神話は、真実のように聞こえるかもしれませんが、私たちは、神話について詳しく話し、私たちの経験を共有することによって、企業がこれらの問題を解決する手助けをしたいと願っています。

結果は重要ですが、神話は重要ではありません。

メモリの使用ライブラリの書き換えなど、自動微分の神話に関する他の投稿もご覧ください。
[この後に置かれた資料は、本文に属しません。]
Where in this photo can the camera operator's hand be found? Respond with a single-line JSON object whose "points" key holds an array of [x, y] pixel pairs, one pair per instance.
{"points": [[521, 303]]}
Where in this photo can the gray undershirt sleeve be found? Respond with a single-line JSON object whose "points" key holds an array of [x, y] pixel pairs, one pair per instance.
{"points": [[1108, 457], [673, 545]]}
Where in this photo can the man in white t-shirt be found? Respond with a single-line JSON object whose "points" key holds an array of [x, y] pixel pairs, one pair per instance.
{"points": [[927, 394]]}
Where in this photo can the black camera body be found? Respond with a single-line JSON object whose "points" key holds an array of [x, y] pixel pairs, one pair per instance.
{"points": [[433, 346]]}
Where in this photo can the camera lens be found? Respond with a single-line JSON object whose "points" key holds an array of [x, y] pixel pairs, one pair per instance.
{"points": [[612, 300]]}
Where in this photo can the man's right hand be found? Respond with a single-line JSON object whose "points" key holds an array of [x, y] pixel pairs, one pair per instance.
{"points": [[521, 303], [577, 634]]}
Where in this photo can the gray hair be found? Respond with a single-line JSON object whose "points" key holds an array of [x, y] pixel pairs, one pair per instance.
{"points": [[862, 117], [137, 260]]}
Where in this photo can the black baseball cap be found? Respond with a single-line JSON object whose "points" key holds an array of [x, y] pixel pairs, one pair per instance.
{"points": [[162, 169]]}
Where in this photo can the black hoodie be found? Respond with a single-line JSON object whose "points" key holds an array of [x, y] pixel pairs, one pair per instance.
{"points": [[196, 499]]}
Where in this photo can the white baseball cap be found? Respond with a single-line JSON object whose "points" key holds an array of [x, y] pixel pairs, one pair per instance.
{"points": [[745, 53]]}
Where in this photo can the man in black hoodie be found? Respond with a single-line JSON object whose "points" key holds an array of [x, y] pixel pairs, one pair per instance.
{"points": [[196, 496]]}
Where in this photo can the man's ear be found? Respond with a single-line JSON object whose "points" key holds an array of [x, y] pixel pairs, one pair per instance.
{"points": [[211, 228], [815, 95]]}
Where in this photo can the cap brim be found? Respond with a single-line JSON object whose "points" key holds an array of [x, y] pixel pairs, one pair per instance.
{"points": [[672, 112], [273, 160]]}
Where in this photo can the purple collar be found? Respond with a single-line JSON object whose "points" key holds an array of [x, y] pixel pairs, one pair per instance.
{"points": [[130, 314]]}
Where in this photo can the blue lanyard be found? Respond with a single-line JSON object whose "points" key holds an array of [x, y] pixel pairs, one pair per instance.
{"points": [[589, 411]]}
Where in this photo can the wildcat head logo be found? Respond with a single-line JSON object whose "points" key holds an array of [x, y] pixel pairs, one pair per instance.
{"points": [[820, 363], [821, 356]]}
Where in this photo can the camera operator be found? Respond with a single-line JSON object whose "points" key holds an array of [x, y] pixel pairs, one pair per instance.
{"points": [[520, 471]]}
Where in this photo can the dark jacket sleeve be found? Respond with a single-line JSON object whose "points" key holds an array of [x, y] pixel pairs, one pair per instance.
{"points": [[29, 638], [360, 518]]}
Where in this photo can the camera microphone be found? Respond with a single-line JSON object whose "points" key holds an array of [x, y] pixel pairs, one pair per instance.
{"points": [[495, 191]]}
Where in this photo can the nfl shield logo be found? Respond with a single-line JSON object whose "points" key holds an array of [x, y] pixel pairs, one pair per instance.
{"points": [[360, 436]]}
  • 「私が自動微分を適用したいコードは、例題で見たように入力と出力が1つのトップレベルのルーチンにきれいにまとまっていません。あちこちに散らばっています。」
    例題では確かにそのようなトップレベルのルーチンを使用していますが、それは全く必要条件ではありません。入力と出力は、様々なルーチン、コンパイルユニット、またはライブラリにまたがることができます。dco/c++ APIは、これらすべてをコード内の一カ所に集めることに依存していません。
  • 「ポリモーフィズム、ラムダ、パターン(ファクトリー、ビジター、CRTP、アダプター、...)などのモダンなC++の機能だけでなく、スタンダードライブラリのコンテナやアルゴリズムを使っています。」
    これはまさに、dco/c++が扱うために設計されたコードベースのようなものです。私たちは、dco/c++が最新のC++をサポートするように多くの時間を費やしてきました。一方、他の多くの自動微分ツールは、どこかで問題にぶつかります。
  • 「我々は外部の数値計算ライブラリを使用していて「double」以外のデータ型で呼び出すことができません。
    まず、この特定の外部ライブラリを実際に微分する必要があるかどうかを確認する必要があります。ライブラリは微分が必要な入力と出力の間に位置していますか?もしそうなら、dco/c++のデータ型で外部ライブラリを呼び出すための奇跡的な解決策はありません。しかし、実行可能な代替案はあります。明らかなのは、dco/c++型をサポートする数値計算ライブラリを使うことです。もしNAG ADライブラリでサポートされていない機能が必要な場合、ADソリューション全体を局所的な有限差分近似や手書きの微分と結合することができます。
  • 「私のコードは並列です。」
    それは素晴らしい!dco/c++はスレッドセーフで、並列性を扱うためのシンプルなAPIを持っています。他の多くの自動微分ツールはこのどちらも備えていません。
  • 「私のコードは複数のプログラミング言語を使っています。」
    自動微分は技法であり、概念的に使用する言語に制約されることはありません。dco/c++は、C++とFortran用のプロダクションで利用可能なフロントエンドおよび、C#とPython用のアルファ版のフロントエンドを持っています。他の言語用のカスタムソリューションもあります。これには、ソース変換に基づくスクリプト言語や、静的なコードに対するハンドコーディングが含まれます。
  • 「私が解決しようとしている問題は微分不可能です。」
    自動微分は、数学的問題が微分可能であるかではなく、実装が微分可能であることを要求しています。多くの場合、この事実が微分不可能性をすぐに回避してくれます。さらに、自動微分はデフォルトで、微分不可能な点(例えば、左または右の微分)での評価の場合、副勾配を計算します。もし、微分化不可能性が問題となった場合、様々な方法で対処することができます。解決策としては、局所的な(記号微分などの)手動実装、局所的な有限差分の適用、局所的な平滑化などが考えられます。これらのアプローチはすべて、dco/c++を用いた全体的な自動微分ソリューションに適用することが可能です。
  • 「私はヘテロジニアスなプログラミングをしています。」
    dco/c++では、分散・共有メモリ並列を扱うための様々なアプローチがあります。本ツールはスレッドセーフであり、正しく適用することで並列性が保たれます。GPUプログラミングについては、汎用ツールdco/mapを提供していますが、カスタムソリューションも実装します。